To determine the power series, start with the geometric series:
#sum_(n=0)^oor^n=1+r+r^2+r^3+...=1/(1-r)#
Let #r=-x^2# and substitute into the series to get:
#sum_(n=0)^oo(-x^2)^n=1+(-x^2)+(-x^2)^2+(-x^2)^3+...=1/(1-(-x^2)#
#->sum_(n=0)^oo(-1)^n x^(2n)=1-x^2+x^4-x^6+...=1/(1+x^2)#
Now integrate this (term by term):
#intsum_(n=0)^oo(-1)^n x^(2n)dx =sum_(n=0)^oo(-1)^n x^(2n+1)/(2n+1) #
#=int1-x^2+x^4-x^6+...dx=x-x^3/3+x^5/5-x^6/6+...#
#=int1/(1+x^2)dx=tan^(-1)(x)#
So, we have determined the series for #tan^-1(x)# to be:
#tan^-1(x)=x-x^3/3+x^5/5-x^7/7+...=sum_(n=0)^oo(-1)^nx^(2n+1)/(2n+1) #
It follows that:
#xtan^-1(x)=x(x-x^3/3+x^5/5-x^7/7+...)#
#=x^2-x^4/3+x^6/5-x^8/7+...=sum_(n=0)^oo(-1)^nx^(2n+2)/(2n+1)#
Therefore:
#int_0^1xtan^-1xdx=int_0^1x^2-x^4/3+x^6/5-x^8/7+...dx=intsum_(n=0)^oo(-1)^nx^(2n+2)/(2n+1)dx#
Integrating term by term gives:
#=[x^3/3-x^5/15+x^7/35-x^9/63+...]_0^1#
Integrating the expression in summation notation gives.
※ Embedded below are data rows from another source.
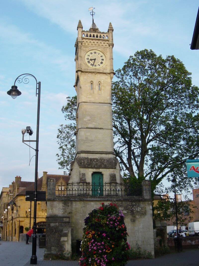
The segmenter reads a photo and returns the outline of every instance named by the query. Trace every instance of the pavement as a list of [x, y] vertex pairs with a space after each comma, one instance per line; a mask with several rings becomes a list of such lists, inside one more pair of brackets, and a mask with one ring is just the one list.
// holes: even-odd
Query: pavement
[[[45, 248], [37, 247], [37, 265], [39, 266], [77, 266], [77, 261], [43, 260]], [[0, 241], [0, 265], [29, 265], [32, 245], [24, 242]], [[129, 260], [126, 266], [198, 266], [199, 249], [184, 250], [155, 259]]]

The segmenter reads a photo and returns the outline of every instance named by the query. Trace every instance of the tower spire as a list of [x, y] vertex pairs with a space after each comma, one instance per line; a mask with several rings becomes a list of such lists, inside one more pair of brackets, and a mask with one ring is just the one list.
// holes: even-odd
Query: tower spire
[[88, 11], [90, 11], [90, 14], [92, 16], [92, 24], [90, 26], [89, 31], [90, 31], [93, 32], [98, 32], [99, 31], [99, 29], [97, 27], [97, 25], [94, 22], [94, 19], [93, 16], [95, 14], [95, 12], [93, 11], [93, 9], [95, 9], [95, 7], [89, 7], [88, 9]]
[[89, 7], [88, 9], [89, 11], [91, 11], [90, 12], [90, 14], [92, 16], [92, 18], [93, 19], [93, 22], [92, 23], [93, 24], [94, 23], [94, 19], [93, 18], [93, 16], [95, 14], [95, 12], [93, 11], [93, 9], [94, 9], [95, 7]]

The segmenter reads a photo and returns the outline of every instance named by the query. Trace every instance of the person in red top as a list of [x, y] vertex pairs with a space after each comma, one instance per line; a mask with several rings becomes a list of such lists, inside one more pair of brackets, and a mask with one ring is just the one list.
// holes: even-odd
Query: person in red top
[[29, 244], [29, 243], [28, 243], [29, 238], [29, 237], [30, 237], [31, 236], [31, 234], [33, 234], [33, 228], [32, 228], [32, 229], [31, 229], [29, 231], [28, 231], [26, 234], [26, 244], [27, 245], [28, 245]]

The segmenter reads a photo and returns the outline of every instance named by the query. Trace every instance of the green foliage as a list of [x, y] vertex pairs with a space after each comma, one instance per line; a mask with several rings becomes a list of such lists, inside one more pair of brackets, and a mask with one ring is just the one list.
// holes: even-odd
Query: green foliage
[[[64, 117], [67, 123], [60, 125], [57, 136], [60, 154], [56, 155], [59, 169], [66, 169], [70, 171], [70, 164], [74, 160], [75, 155], [75, 123], [76, 117], [77, 96], [68, 97], [66, 105], [63, 106], [62, 111], [65, 114]], [[69, 122], [68, 121], [70, 121]], [[64, 172], [64, 174], [67, 174]]]
[[124, 216], [115, 204], [110, 203], [94, 209], [84, 220], [81, 245], [81, 266], [124, 266], [130, 246]]
[[[177, 202], [177, 213], [178, 224], [181, 225], [186, 225], [193, 217], [193, 208], [196, 207], [191, 204], [190, 201]], [[159, 200], [157, 204], [153, 207], [153, 218], [155, 220], [171, 220], [174, 225], [176, 225], [176, 214], [175, 204], [173, 201], [162, 199]]]
[[[198, 185], [196, 178], [186, 174], [187, 160], [199, 154], [199, 89], [192, 85], [191, 74], [174, 56], [164, 59], [147, 49], [130, 56], [116, 71], [112, 91], [114, 151], [132, 186], [148, 179], [152, 193], [157, 189], [162, 193], [162, 181], [174, 176], [180, 181], [179, 190]], [[57, 155], [60, 168], [69, 171], [75, 153], [76, 97], [67, 100], [62, 109], [67, 123], [58, 130]]]
[[137, 244], [136, 248], [131, 248], [129, 251], [129, 258], [130, 260], [152, 259], [153, 257], [151, 252], [146, 251], [142, 250], [141, 248]]

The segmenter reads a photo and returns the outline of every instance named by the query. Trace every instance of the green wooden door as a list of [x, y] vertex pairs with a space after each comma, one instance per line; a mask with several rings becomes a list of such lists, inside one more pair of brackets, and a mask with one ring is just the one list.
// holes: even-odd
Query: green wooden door
[[94, 173], [92, 175], [92, 195], [103, 195], [103, 176], [101, 173]]

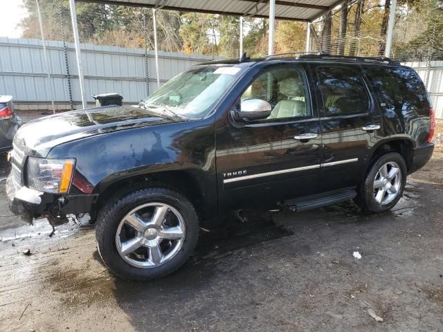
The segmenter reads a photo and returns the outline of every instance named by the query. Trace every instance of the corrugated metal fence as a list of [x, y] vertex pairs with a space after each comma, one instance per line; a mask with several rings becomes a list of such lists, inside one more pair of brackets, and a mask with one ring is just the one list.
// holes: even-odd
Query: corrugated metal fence
[[[124, 102], [138, 102], [156, 87], [154, 51], [82, 44], [88, 102], [93, 94], [116, 92]], [[59, 109], [81, 105], [73, 44], [46, 42], [55, 101]], [[159, 52], [160, 82], [213, 57]], [[406, 62], [425, 82], [437, 118], [443, 118], [443, 61]], [[69, 75], [68, 75], [68, 71]], [[70, 84], [69, 84], [70, 83]], [[51, 83], [39, 39], [0, 37], [0, 95], [12, 95], [19, 109], [50, 108]], [[71, 86], [71, 88], [70, 88]], [[71, 91], [70, 91], [71, 89]], [[70, 93], [71, 92], [71, 93]]]
[[443, 61], [405, 62], [415, 69], [429, 93], [435, 118], [443, 119]]
[[[148, 86], [151, 93], [157, 88], [154, 51], [83, 44], [81, 48], [89, 102], [93, 102], [91, 95], [111, 92], [120, 93], [123, 102], [138, 102], [147, 96]], [[80, 107], [74, 45], [66, 44], [66, 57], [63, 42], [46, 42], [46, 49], [57, 108], [69, 109], [71, 99], [75, 107]], [[212, 59], [159, 51], [161, 84], [191, 66]], [[49, 109], [50, 84], [42, 41], [0, 37], [0, 95], [12, 95], [19, 109]]]

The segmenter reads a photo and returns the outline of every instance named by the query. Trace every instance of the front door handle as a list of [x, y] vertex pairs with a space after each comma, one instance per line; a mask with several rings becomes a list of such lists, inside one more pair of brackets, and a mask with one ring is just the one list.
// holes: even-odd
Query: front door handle
[[361, 128], [363, 130], [370, 131], [370, 130], [377, 130], [381, 128], [380, 124], [368, 124], [367, 126]]
[[316, 138], [318, 136], [316, 133], [300, 133], [300, 135], [293, 136], [293, 138], [296, 140], [311, 140]]

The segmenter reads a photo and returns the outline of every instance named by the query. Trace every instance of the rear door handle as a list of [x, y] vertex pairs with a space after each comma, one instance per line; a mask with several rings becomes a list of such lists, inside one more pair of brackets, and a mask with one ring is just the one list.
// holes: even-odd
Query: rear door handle
[[377, 130], [381, 128], [380, 124], [368, 124], [367, 126], [361, 128], [363, 130], [370, 131], [370, 130]]
[[293, 138], [296, 140], [311, 140], [312, 138], [316, 138], [318, 136], [316, 133], [300, 133], [293, 136]]

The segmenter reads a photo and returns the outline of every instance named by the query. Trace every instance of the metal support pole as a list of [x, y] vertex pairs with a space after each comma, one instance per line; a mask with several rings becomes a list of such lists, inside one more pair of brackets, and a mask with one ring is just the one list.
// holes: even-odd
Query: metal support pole
[[68, 50], [66, 48], [66, 35], [64, 31], [64, 24], [63, 24], [63, 17], [62, 16], [62, 1], [58, 1], [58, 13], [60, 19], [60, 26], [62, 27], [62, 35], [63, 36], [63, 55], [64, 55], [64, 64], [66, 67], [66, 79], [68, 81], [68, 94], [69, 95], [69, 104], [71, 110], [74, 109], [74, 103], [72, 100], [72, 86], [71, 85], [71, 74], [69, 73], [69, 62], [68, 61]]
[[82, 95], [82, 105], [83, 109], [88, 107], [84, 90], [84, 78], [83, 77], [83, 64], [82, 64], [82, 54], [80, 53], [80, 42], [78, 37], [78, 26], [77, 25], [77, 12], [75, 12], [75, 0], [69, 0], [71, 9], [71, 20], [72, 21], [72, 30], [74, 34], [74, 44], [75, 44], [75, 55], [77, 55], [77, 68], [78, 68], [78, 80], [80, 83], [80, 94]]
[[306, 53], [308, 53], [311, 50], [311, 23], [307, 22], [306, 26]]
[[154, 24], [154, 48], [155, 50], [155, 70], [157, 73], [157, 88], [160, 87], [160, 75], [159, 74], [159, 51], [157, 48], [157, 24], [155, 21], [155, 9], [152, 8], [152, 23]]
[[395, 24], [395, 10], [397, 9], [397, 0], [390, 0], [390, 11], [389, 12], [389, 23], [388, 24], [388, 37], [386, 38], [386, 48], [385, 48], [385, 57], [390, 56], [390, 49], [392, 46], [392, 34], [394, 33], [394, 24]]
[[275, 29], [275, 0], [269, 0], [269, 40], [268, 55], [274, 54], [274, 30]]
[[40, 3], [39, 0], [35, 0], [37, 3], [37, 11], [39, 15], [39, 23], [40, 24], [40, 33], [42, 34], [42, 43], [43, 44], [43, 56], [44, 57], [44, 63], [46, 67], [46, 74], [48, 75], [48, 81], [51, 87], [51, 103], [53, 106], [53, 113], [55, 114], [55, 106], [54, 105], [54, 84], [51, 80], [51, 71], [49, 69], [49, 60], [48, 59], [48, 54], [46, 53], [46, 45], [44, 42], [44, 33], [43, 31], [43, 22], [42, 21], [42, 13], [40, 12]]
[[239, 57], [242, 59], [242, 56], [243, 55], [243, 17], [240, 16], [240, 38], [239, 40]]
[[146, 29], [146, 15], [143, 12], [143, 37], [145, 39], [145, 73], [146, 75], [146, 97], [150, 95], [150, 60], [147, 57], [147, 29]]

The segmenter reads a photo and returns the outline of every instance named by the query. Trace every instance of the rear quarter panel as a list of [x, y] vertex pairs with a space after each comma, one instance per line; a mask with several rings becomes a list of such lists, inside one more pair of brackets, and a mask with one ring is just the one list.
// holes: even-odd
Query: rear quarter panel
[[[426, 144], [431, 103], [424, 84], [415, 71], [399, 66], [365, 65], [363, 68], [382, 114], [385, 140], [381, 140], [407, 139], [414, 147]], [[403, 73], [406, 77], [399, 82], [397, 93], [395, 93], [395, 86], [386, 89], [387, 82], [390, 80], [392, 81], [387, 74], [394, 72]], [[393, 81], [390, 84], [395, 85]], [[417, 102], [411, 102], [406, 98], [408, 95], [417, 98]]]

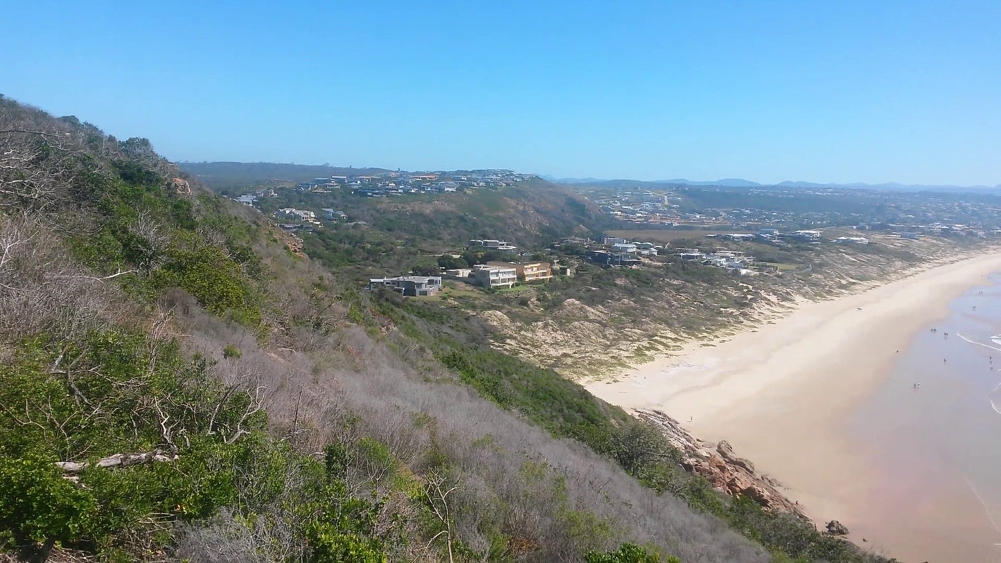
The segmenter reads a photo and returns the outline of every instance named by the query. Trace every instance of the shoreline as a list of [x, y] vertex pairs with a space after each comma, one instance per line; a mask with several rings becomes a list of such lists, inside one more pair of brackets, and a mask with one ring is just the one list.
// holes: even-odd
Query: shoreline
[[[729, 441], [815, 523], [837, 519], [852, 529], [878, 481], [864, 444], [845, 432], [853, 409], [889, 377], [898, 350], [998, 271], [997, 248], [929, 263], [855, 293], [802, 302], [766, 324], [689, 342], [586, 387], [629, 410], [662, 410], [699, 438]], [[850, 539], [879, 540], [879, 530], [858, 531]], [[899, 546], [879, 544], [896, 555]]]

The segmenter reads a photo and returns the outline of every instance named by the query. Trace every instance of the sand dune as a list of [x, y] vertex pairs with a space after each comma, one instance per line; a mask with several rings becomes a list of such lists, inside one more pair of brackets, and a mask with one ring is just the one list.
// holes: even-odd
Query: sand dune
[[[878, 480], [857, 455], [862, 445], [844, 432], [846, 419], [885, 380], [897, 351], [916, 332], [998, 271], [1001, 254], [990, 254], [804, 303], [774, 324], [692, 343], [617, 381], [588, 387], [625, 408], [657, 408], [691, 420], [686, 426], [693, 434], [728, 440], [783, 482], [815, 520], [855, 523], [878, 539], [879, 526], [866, 518]], [[906, 534], [885, 536], [879, 545], [890, 554], [913, 553]]]

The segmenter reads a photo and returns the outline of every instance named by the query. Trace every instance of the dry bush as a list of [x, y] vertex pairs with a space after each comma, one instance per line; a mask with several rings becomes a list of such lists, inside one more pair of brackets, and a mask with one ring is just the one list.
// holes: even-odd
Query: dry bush
[[0, 347], [41, 332], [75, 340], [127, 312], [117, 287], [77, 266], [50, 229], [0, 216]]
[[[419, 373], [360, 328], [327, 334], [327, 345], [308, 355], [275, 353], [241, 327], [197, 307], [187, 312], [179, 321], [192, 349], [219, 359], [215, 369], [224, 378], [252, 366], [256, 381], [268, 386], [272, 425], [303, 451], [318, 453], [328, 442], [356, 445], [370, 436], [418, 473], [446, 460], [456, 484], [448, 497], [454, 535], [484, 557], [490, 541], [483, 530], [499, 523], [500, 532], [517, 538], [511, 554], [520, 560], [576, 561], [583, 550], [626, 540], [663, 546], [685, 561], [768, 560], [719, 519], [643, 487], [587, 446], [556, 439], [451, 382], [443, 369]], [[240, 357], [222, 358], [225, 343], [235, 343]], [[344, 361], [345, 348], [363, 360], [360, 367]], [[316, 363], [340, 367], [316, 373]], [[382, 484], [380, 496], [392, 498], [387, 467], [352, 459], [352, 490], [360, 494], [375, 482]], [[527, 474], [527, 467], [541, 469]], [[432, 557], [407, 549], [408, 559]]]

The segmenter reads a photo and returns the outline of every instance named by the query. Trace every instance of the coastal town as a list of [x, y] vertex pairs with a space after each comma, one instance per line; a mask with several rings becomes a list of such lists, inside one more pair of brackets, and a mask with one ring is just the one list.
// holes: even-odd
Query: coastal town
[[[510, 170], [397, 171], [277, 182], [232, 199], [267, 212], [276, 226], [295, 237], [324, 229], [350, 229], [363, 235], [373, 229], [359, 217], [371, 205], [366, 201], [409, 196], [411, 199], [406, 201], [413, 203], [401, 204], [403, 209], [417, 204], [447, 206], [456, 197], [478, 197], [474, 195], [476, 192], [504, 193], [506, 188], [530, 180], [538, 178]], [[584, 201], [595, 205], [599, 213], [609, 217], [612, 224], [622, 227], [601, 236], [565, 236], [548, 242], [536, 239], [531, 244], [523, 241], [521, 248], [514, 241], [499, 237], [470, 239], [464, 245], [450, 248], [445, 241], [426, 241], [439, 248], [429, 254], [436, 263], [395, 271], [381, 268], [381, 275], [365, 278], [365, 287], [388, 288], [413, 297], [434, 296], [448, 283], [482, 290], [511, 290], [573, 276], [582, 264], [631, 269], [685, 263], [722, 269], [739, 277], [781, 276], [810, 271], [812, 263], [776, 259], [768, 248], [786, 255], [806, 256], [807, 249], [819, 245], [863, 247], [871, 243], [885, 245], [893, 239], [985, 239], [1001, 235], [993, 200], [959, 206], [936, 195], [866, 190], [844, 193], [846, 190], [819, 188], [747, 189], [741, 192], [745, 205], [722, 207], [705, 205], [716, 201], [721, 193], [729, 198], [736, 190], [719, 187], [575, 187], [575, 190]], [[826, 203], [833, 199], [844, 199], [846, 203], [826, 210], [804, 208], [811, 202]], [[327, 207], [330, 202], [336, 202], [337, 207]], [[783, 209], [783, 205], [788, 209]]]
#=[sum_(n=0)^oo(-1)^nx^(2n+3)/((2n+1)(2n+3))]_0^1#
Evaluating the limits, it is clear that this would give:
#=sum_(n=0)^oo(-1)^n/((2n+1)(2n+3))=1/3-1/15+1/35-1/63+...#
Now that we see the pattern in the series we can just keep adding on until we have reached the 4 decimal place condition:
#1/3=0.33333#
#1/3-1/15=0.26667#
#1/3-1/15+1/35=0.29524#
#1/3-1/15+1/35-1/63=0.29524#
#1/3-1/15+1/35-1/63=0.27937#
If we keep going until the value is the same for the 4th decimal place 2 times in a row we get to 52 terms, (note #n=0# is the first term so we wish to sum from #n=0# to #n=51#) so:
#int_0^1xtan^-1xdx~~sum_(n=0)^51(-1)^n/((2n+1)(2n+3))=0.2854#
Analytic evaluation of the integral would yield:
#1/4(pi-2)~~0.285398#
so is in agreement with our power series approximation.